Please accept my apologies for the delays for the past few days as well as Sunday's Afronerd Radio preemption but I would rather cancel a show than proceed with a less than fruitful program. In the interim, let me post a few stories (along with my customary editorializing) for our readers, supporters (and detractors) to flesh out-and of course, let us know what you think. First up, is a story by way of the Christian Science Monitor highlighting a family reunion between the races. As people of color, we have always been keenly aware of our European slave-based lineage-perhaps White folk are starting to get or admit to the memo (or is that email).
Hell, even Reverend Press & Curl received his antebellum email when he discovered that his family was owned by Strom Thurmond's klan (ahem, clan) with dna testing allegedly in the works to affirm a genealogical connection. Perhaps the best known case of a slave-based interracial-familial liaison pertains to the Thomas Jefferson-Sally Hemings affair. Hemings was not only Jefferson's slave but also a concubine whose union with the third POTUS allegedly resulted in several children. Jefferson's White descendents have long denied that such a union took place yet several dna tests on Black alleged Jefferson family members bear out a contrary point of view. Check out this excerpt from Wikipedia's synopsis on Sally Heming:
Thomas Jefferson Foundation report
In January 2000, a group of specialists from the Thomas Jefferson Foundation, which owns and operates Monticello, published a study on the controversy initiated soon after the Nature paper. Their near-unanimous[22] report[23] stated that "although paternity cannot be established with absolute certainty, our evaluation of the best evidence available suggests the strong likelihood that Thomas Jefferson and Sally Hemings had a relationship over time that led to the birth of one, and perhaps all, of the known children of Sally Hemings."

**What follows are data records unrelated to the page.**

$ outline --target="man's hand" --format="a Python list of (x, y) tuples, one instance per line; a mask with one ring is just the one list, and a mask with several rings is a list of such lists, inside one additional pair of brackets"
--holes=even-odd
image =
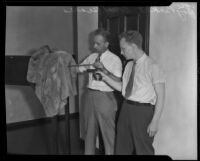
[(105, 69), (104, 65), (101, 62), (95, 62), (93, 66), (97, 69), (103, 70)]
[(158, 131), (158, 122), (152, 120), (147, 128), (147, 133), (149, 134), (150, 137), (153, 137), (156, 135), (157, 131)]

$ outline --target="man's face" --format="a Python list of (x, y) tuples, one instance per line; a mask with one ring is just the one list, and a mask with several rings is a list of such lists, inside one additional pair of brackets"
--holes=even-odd
[(126, 59), (133, 59), (134, 58), (134, 50), (133, 45), (126, 42), (125, 38), (122, 38), (120, 40), (120, 48), (121, 48), (121, 54)]
[(108, 42), (105, 41), (102, 35), (96, 35), (94, 37), (94, 49), (97, 53), (103, 53), (108, 49)]

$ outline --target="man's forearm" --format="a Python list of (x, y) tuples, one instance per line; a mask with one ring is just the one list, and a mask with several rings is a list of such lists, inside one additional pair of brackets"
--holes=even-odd
[(155, 111), (154, 111), (152, 121), (158, 122), (160, 120), (160, 116), (162, 114), (163, 107), (164, 107), (165, 86), (164, 84), (162, 84), (162, 85), (157, 85), (157, 87), (155, 88), (156, 88), (156, 93), (157, 93), (157, 102), (155, 105)]
[(114, 77), (111, 75), (104, 75), (103, 76), (103, 81), (106, 82), (108, 85), (110, 85), (112, 88), (114, 88), (117, 91), (122, 90), (122, 81), (118, 77)]

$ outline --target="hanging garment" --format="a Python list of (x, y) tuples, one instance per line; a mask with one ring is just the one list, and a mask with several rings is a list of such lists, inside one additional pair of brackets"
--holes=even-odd
[(35, 93), (46, 116), (60, 114), (67, 97), (77, 94), (76, 70), (68, 68), (75, 64), (71, 54), (65, 51), (52, 52), (45, 47), (30, 58), (27, 80), (36, 84)]

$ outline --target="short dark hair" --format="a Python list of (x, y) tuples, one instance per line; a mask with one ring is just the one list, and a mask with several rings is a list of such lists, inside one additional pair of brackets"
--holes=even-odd
[(95, 36), (96, 35), (101, 35), (101, 36), (103, 36), (103, 38), (105, 39), (105, 41), (110, 42), (110, 32), (107, 31), (107, 30), (105, 30), (105, 29), (103, 29), (103, 28), (96, 29), (94, 31), (94, 35)]
[(142, 49), (142, 35), (135, 30), (129, 30), (126, 32), (123, 32), (119, 35), (119, 40), (121, 40), (122, 38), (125, 38), (125, 40), (128, 43), (134, 43), (137, 45), (138, 48)]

Now let's take a look at an excerpt from the Christian Science Monitor article, which denotes a happier instance where Black and White relatives have accepted and embraced their sordid slave history opting to move onward and upward:
Lakeport, Ark. - Richard Johnson and Harry Taylor have spent their adult lives 1,100 miles apart – Mr. Johnson as a human-resources director in Texas, Mr. Taylor as a tool-and-dye maker in Kentucky. That's not unusual for cousins. But Taylor is black; Johnson is white. And as the two men embrace today on a green Arkansas farm, under a Southern sun with bolls of cotton blowing in the breeze, the homestead in the background isn't just any white colonial or red-brick ranch. Nor is this just any family reunion.
Lakeport is a plantation – a stark fact and a complex heritage that can evoke pride, shame, anger, fondness, and humiliation, often all at once. Over 150 years ago, African-American slaves carved this place from the forests that dotted the riverbanks, while white landowners moved into the stately "Big House," which could be a backdrop for "Gone with the Wind."
Now, as the two men pose for a picture at a rare reunion marking the reopening of the plantation, Johnson hugs Taylor.
"You never know who you're related to," Taylor says with a laugh.
The photo they took might double as a prism on the Old South and the New. It's a glimpse of how far the country has come since slavery, with the descendants of its privilege and pain standing before cotton fields, their arms slung around each other, with equal rights and separate livelihoods.
Yet a sensitive past still lingers here, both on and off Lakeport grounds. Plenty of people didn't want this gathering to happen, and part of the day's celebration occurs in an African-American cemetery where slaves, sharecroppers, and tenant farmers are buried – without tombstones.
Still, that the ceremony is even taking place evokes a spirit of remembrance and reconciliation, of healing about the past and openness about the future. As the names of the African-American dead are read aloud, a white woman wipes tears from her eyes. "Let this help us remember the past," says Deacon R.C. Royal after reading from Psalms.